|Pu'u O'o lava over Chain of Craters Road|
We recently toured Hawaii Volcanoes National Park and drove to the end of the Chain of Craters Road where it was covered in lava from Pu’u O’o in 2003. Pu’u O’o is located on an eastern ridge of Kilauea Volcano that parallels the southern coast of Puna. Pu’u O’o has been erupting for the past 30 years, since January 1983, sending lava down the southern side of the ridge to the ocean. The lava has destroyed houses, roads, ancient Hawaiian sites, and beaches from Volcanoes National Park to Kalapana.
|USGS map of Pu'u O'o|
Now the lava from Pu’u O’o is flowing a different direction. Instead of the usual southern direction down the ridge to the coast, lava is flowing down the other side of the ridge in a northeastern direction. In the last few months the lava has flowed 5 miles through a forest heading towards Puna’s eastern coastline. This new flow has been named Kahauale’a 2.
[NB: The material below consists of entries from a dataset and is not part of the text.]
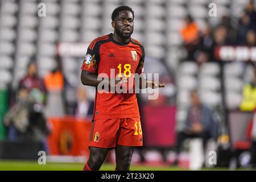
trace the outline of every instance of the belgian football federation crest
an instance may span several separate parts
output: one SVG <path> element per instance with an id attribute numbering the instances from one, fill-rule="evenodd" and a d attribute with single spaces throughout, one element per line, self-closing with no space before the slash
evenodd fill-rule
<path id="1" fill-rule="evenodd" d="M 85 62 L 85 63 L 87 64 L 90 64 L 90 62 L 92 62 L 92 55 L 89 53 L 87 54 L 84 58 L 84 61 Z"/>
<path id="2" fill-rule="evenodd" d="M 98 142 L 99 139 L 100 139 L 100 134 L 98 132 L 96 132 L 96 133 L 94 135 L 94 141 L 95 142 Z"/>
<path id="3" fill-rule="evenodd" d="M 138 59 L 137 52 L 136 51 L 131 51 L 131 57 L 133 57 L 133 61 L 137 61 Z"/>

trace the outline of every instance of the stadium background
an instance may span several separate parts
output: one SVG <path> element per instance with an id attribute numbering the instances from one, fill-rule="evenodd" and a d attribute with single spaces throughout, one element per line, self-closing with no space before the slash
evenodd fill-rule
<path id="1" fill-rule="evenodd" d="M 191 104 L 189 91 L 195 89 L 217 118 L 218 138 L 215 142 L 212 141 L 209 148 L 217 152 L 223 167 L 232 166 L 234 154 L 249 149 L 246 129 L 253 112 L 240 109 L 243 86 L 253 80 L 252 63 L 256 60 L 255 47 L 246 49 L 256 46 L 253 25 L 256 17 L 250 17 L 254 44 L 253 41 L 247 41 L 248 30 L 244 31 L 242 24 L 249 1 L 0 2 L 1 169 L 19 166 L 18 162 L 6 160 L 11 159 L 34 160 L 31 165 L 36 166 L 37 152 L 42 148 L 42 141 L 10 140 L 9 129 L 3 122 L 5 114 L 15 103 L 19 81 L 26 75 L 31 60 L 36 62 L 39 75 L 47 83 L 47 102 L 40 104 L 44 106 L 51 130 L 47 139 L 47 162 L 77 162 L 76 169 L 79 169 L 80 166 L 82 168 L 88 158 L 86 141 L 91 116 L 84 119 L 73 114 L 77 90 L 81 86 L 80 68 L 90 42 L 113 32 L 111 14 L 121 5 L 129 6 L 134 11 L 132 37 L 144 46 L 146 72 L 160 73 L 160 81 L 166 85 L 156 100 L 148 100 L 146 94 L 138 96 L 144 146 L 135 151 L 133 164 L 164 169 L 163 167 L 172 164 L 176 131 L 184 127 L 186 110 Z M 46 16 L 38 15 L 43 7 L 38 6 L 41 2 L 46 5 Z M 210 17 L 208 14 L 209 4 L 212 2 L 217 5 L 217 16 Z M 188 36 L 181 31 L 187 26 L 184 18 L 188 15 L 193 18 L 197 29 Z M 208 44 L 212 46 L 205 48 Z M 243 49 L 236 49 L 237 46 L 243 46 Z M 61 76 L 54 80 L 51 73 L 56 68 Z M 88 98 L 93 100 L 94 89 L 83 86 L 83 89 L 86 90 Z M 188 148 L 184 150 L 179 168 L 174 169 L 188 168 Z M 112 151 L 106 163 L 113 163 L 113 155 Z M 47 169 L 49 165 L 42 169 Z M 69 169 L 71 164 L 65 165 L 53 169 L 63 169 L 61 166 Z"/>

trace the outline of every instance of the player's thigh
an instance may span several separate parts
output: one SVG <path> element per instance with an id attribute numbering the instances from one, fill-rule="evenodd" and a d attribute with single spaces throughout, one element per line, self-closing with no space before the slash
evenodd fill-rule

Tim Orr at the USGS Hawaiian Volcano Observatory recently gave a presentation about the Kahauale’a Lava Flow in an “After Dark in the Park” on January 7. He presented a map with what he called “fuzzy” predictions of where the lava might flow if the eruption continues.
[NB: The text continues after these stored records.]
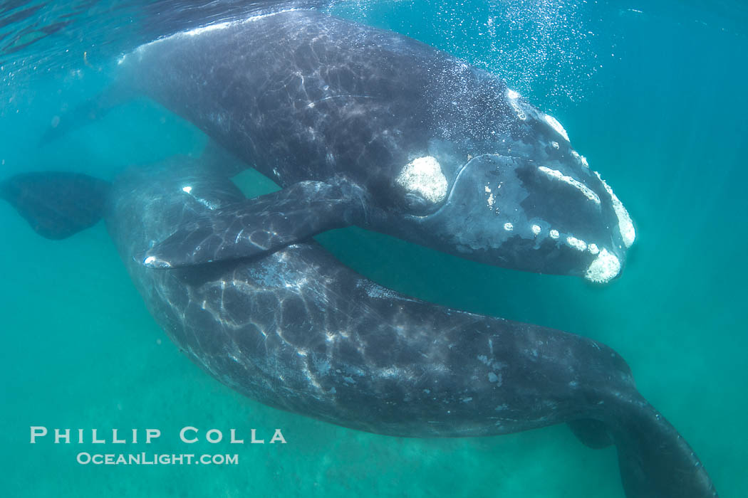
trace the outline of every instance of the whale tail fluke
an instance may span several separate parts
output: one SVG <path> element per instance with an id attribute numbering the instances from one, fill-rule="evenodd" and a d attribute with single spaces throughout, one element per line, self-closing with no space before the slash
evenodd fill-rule
<path id="1" fill-rule="evenodd" d="M 37 234 L 68 237 L 102 217 L 110 184 L 88 175 L 40 172 L 0 182 L 0 197 L 16 208 Z"/>
<path id="2" fill-rule="evenodd" d="M 693 450 L 640 396 L 612 431 L 628 498 L 714 498 L 711 479 Z M 627 410 L 627 412 L 628 410 Z"/>

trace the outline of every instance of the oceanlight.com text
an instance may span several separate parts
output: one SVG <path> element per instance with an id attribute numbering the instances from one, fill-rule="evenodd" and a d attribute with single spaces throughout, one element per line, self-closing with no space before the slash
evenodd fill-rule
<path id="1" fill-rule="evenodd" d="M 239 455 L 194 453 L 88 453 L 76 457 L 82 465 L 238 465 Z"/>

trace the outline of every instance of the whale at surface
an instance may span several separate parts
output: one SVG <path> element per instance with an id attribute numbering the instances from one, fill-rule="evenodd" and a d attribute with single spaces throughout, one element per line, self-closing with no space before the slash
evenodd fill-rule
<path id="1" fill-rule="evenodd" d="M 117 72 L 79 114 L 147 96 L 285 190 L 275 203 L 180 226 L 142 255 L 150 266 L 251 256 L 356 224 L 483 263 L 605 282 L 635 238 L 622 203 L 556 119 L 498 76 L 391 31 L 273 12 L 144 44 Z M 73 125 L 64 116 L 51 133 Z M 309 181 L 316 188 L 296 184 Z M 289 202 L 305 208 L 291 213 Z"/>
<path id="2" fill-rule="evenodd" d="M 569 423 L 589 446 L 616 444 L 629 498 L 717 496 L 693 451 L 604 344 L 404 296 L 313 241 L 170 270 L 142 264 L 142 252 L 180 225 L 238 203 L 263 212 L 277 202 L 272 194 L 245 201 L 228 179 L 187 158 L 131 169 L 111 184 L 19 175 L 0 183 L 0 195 L 51 238 L 102 216 L 159 324 L 250 398 L 396 436 L 488 436 Z"/>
These predictions were made using topographic maps and plotting the areas the lava would likely flow. At the current rate of flow, which stops and starts, he predicts it will not reach a populated area for a year.
When we visit areas around Hawaii Island covered by lava flows, we get philosophical about how fleeting buildings, beaches, and forests can be.
We hope this flow will not follow the predicted path of destruction.